As they drove back to Wharemoana, he reached across and caressed her thigh, running a finger from her knee up to the hem of her shorts, then down again. She shivered with the implied promise of intimacy to follow, and was surprised when he said, “School hasn’t finished for the year yet. Or not according to Bob and his wife. How did you swing it?”
She lifted his hand away and dropped it on his own leg. “No mystery. I’m an on call relief teacher. A fill in for when others get sick or schools are short of staff.”
“So you don’t have a permanent class at the same school?”
“Sometimes, but mostly not for long. And yes, I swap schools all the time.”
He looked across at her, doubt in his eyes. “But why?”
“The hourly rate is better. Simple as that. I wanted to get my house deposit together as fast as I could. It means I have to be ready every morning to jump into action plugging emergency gaps, but it’s a better deal moneywise.” She reached back and gathered her hair into a ponytail, then let it fall again. “We don’t all live in your nice clean easy world, Tony.”

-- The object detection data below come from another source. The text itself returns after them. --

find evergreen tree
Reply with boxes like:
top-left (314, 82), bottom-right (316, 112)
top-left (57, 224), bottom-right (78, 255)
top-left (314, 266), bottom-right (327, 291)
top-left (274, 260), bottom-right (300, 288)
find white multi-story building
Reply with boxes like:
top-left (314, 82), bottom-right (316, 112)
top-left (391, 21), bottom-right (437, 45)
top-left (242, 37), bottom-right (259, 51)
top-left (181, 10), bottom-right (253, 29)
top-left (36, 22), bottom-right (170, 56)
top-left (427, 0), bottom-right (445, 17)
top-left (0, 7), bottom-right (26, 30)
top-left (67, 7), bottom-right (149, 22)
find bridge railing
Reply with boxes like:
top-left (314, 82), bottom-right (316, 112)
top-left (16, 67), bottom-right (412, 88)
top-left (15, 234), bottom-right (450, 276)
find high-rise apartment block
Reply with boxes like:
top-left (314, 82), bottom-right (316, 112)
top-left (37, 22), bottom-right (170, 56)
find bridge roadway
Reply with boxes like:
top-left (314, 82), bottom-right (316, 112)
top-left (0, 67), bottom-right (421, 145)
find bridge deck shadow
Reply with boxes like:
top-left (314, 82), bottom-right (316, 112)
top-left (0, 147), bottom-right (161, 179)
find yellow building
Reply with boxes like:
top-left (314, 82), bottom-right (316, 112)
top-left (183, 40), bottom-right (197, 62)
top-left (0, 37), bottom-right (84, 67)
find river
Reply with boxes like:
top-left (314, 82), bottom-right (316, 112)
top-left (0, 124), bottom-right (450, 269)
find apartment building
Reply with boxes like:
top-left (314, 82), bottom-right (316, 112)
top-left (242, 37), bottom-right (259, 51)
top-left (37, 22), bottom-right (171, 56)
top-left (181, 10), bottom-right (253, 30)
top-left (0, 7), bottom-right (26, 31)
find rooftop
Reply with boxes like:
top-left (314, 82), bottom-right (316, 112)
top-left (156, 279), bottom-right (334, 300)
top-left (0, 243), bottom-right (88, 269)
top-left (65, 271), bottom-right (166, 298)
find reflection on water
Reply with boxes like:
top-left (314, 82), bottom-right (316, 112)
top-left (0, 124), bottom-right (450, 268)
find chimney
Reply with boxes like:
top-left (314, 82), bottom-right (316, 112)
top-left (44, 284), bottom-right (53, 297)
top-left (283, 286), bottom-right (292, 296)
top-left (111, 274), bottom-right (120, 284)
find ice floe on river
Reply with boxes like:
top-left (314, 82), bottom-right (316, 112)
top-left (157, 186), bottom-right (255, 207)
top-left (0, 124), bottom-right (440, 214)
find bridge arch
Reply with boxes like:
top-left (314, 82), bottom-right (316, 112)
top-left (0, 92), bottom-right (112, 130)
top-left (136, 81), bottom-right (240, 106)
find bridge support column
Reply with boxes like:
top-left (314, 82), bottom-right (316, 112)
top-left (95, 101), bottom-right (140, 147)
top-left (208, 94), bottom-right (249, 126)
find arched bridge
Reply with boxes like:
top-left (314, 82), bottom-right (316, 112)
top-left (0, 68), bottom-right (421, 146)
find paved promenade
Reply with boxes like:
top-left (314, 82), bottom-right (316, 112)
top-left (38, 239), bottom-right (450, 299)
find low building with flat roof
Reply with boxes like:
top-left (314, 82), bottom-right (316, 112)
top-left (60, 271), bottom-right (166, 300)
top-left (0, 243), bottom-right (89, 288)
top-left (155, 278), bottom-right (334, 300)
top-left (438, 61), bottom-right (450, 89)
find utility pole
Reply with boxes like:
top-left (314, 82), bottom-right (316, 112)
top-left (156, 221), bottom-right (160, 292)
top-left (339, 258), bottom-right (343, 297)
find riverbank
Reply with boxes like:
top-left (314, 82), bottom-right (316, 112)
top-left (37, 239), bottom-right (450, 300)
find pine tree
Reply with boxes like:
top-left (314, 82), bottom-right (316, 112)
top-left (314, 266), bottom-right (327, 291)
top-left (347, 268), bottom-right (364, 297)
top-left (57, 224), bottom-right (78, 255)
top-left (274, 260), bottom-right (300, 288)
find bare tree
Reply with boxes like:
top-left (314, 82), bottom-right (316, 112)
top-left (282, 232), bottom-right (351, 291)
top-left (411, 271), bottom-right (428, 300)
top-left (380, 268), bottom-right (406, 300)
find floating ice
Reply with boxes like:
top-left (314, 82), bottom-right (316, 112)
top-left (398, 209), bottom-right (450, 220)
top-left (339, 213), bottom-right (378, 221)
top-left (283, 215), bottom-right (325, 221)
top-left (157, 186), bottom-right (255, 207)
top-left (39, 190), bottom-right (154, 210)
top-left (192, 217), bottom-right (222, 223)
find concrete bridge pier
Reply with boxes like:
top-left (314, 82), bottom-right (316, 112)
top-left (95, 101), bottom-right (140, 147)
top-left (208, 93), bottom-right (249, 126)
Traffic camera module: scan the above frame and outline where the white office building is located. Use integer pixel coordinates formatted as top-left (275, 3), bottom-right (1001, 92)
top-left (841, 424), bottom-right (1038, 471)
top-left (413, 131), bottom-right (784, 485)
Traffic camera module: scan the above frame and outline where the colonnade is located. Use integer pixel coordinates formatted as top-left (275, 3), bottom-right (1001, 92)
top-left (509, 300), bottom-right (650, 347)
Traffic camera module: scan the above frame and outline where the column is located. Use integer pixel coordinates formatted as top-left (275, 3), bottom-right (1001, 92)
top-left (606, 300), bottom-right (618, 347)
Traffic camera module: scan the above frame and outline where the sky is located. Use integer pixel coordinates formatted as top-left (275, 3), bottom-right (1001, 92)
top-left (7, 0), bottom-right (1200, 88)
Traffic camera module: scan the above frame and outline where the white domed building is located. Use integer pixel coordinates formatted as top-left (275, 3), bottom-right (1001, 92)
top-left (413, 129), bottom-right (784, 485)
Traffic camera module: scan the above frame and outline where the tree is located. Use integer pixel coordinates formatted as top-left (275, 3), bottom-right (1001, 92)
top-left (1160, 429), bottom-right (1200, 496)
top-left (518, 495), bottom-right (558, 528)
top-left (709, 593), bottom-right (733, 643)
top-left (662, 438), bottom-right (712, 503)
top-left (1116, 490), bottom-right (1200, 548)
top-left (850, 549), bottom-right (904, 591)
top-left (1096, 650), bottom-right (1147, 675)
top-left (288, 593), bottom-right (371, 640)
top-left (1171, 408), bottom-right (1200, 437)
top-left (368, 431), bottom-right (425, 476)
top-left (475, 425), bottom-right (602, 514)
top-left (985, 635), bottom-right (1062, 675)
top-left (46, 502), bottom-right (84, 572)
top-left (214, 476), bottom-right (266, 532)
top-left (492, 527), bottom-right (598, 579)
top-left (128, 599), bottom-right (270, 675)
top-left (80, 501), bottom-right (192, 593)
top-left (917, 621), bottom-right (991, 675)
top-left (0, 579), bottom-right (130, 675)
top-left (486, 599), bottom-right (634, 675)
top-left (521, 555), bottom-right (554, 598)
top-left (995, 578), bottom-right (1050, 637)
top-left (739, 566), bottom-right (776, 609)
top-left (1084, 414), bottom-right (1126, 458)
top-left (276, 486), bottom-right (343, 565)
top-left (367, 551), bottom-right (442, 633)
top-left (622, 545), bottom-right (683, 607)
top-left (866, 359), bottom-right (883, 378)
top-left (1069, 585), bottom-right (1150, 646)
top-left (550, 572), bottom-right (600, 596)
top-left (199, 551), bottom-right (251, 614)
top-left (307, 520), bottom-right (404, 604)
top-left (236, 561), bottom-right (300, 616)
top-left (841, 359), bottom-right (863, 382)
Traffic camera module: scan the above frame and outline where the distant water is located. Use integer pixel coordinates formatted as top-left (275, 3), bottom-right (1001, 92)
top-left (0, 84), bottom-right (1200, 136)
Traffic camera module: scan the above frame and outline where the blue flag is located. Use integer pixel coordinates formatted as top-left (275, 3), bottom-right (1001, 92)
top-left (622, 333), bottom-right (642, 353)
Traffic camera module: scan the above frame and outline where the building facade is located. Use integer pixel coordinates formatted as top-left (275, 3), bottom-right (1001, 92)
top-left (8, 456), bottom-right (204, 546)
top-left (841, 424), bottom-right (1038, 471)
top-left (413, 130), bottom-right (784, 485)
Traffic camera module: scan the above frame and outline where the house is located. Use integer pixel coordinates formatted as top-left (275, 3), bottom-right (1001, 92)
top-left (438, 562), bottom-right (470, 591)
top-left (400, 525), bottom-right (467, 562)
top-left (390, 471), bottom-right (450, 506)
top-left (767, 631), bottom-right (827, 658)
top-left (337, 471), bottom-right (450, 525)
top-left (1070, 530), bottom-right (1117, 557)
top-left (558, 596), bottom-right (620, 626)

He narrowed his eyes at her. “Yeah—no mud, no dung, no floods or droughts in my world. No pests and diseases, no worries about draconian government regulations or overseas markets cancelling their orders at short notice. No problem staff. No tractor or quad bike accidents.
Really
nice and easy...”
Ellie bit her lip. “Sorry. But you know what I mean. There’s only me to depend on, so I have to do the best I can.”
She turned away and stared ahead at the ribbon of gravelled road. “When I saw your ad asking for a private tutor, I thought ‘why not?’ I’m a good teacher—you learn a heap when you’re facing new classes all the time. I was able to start straight away, and that seemed to suit Ginny.” She glanced over at him again. “And then the flat caught fire, and it was amazing to have the possibility of a job with accommodation.”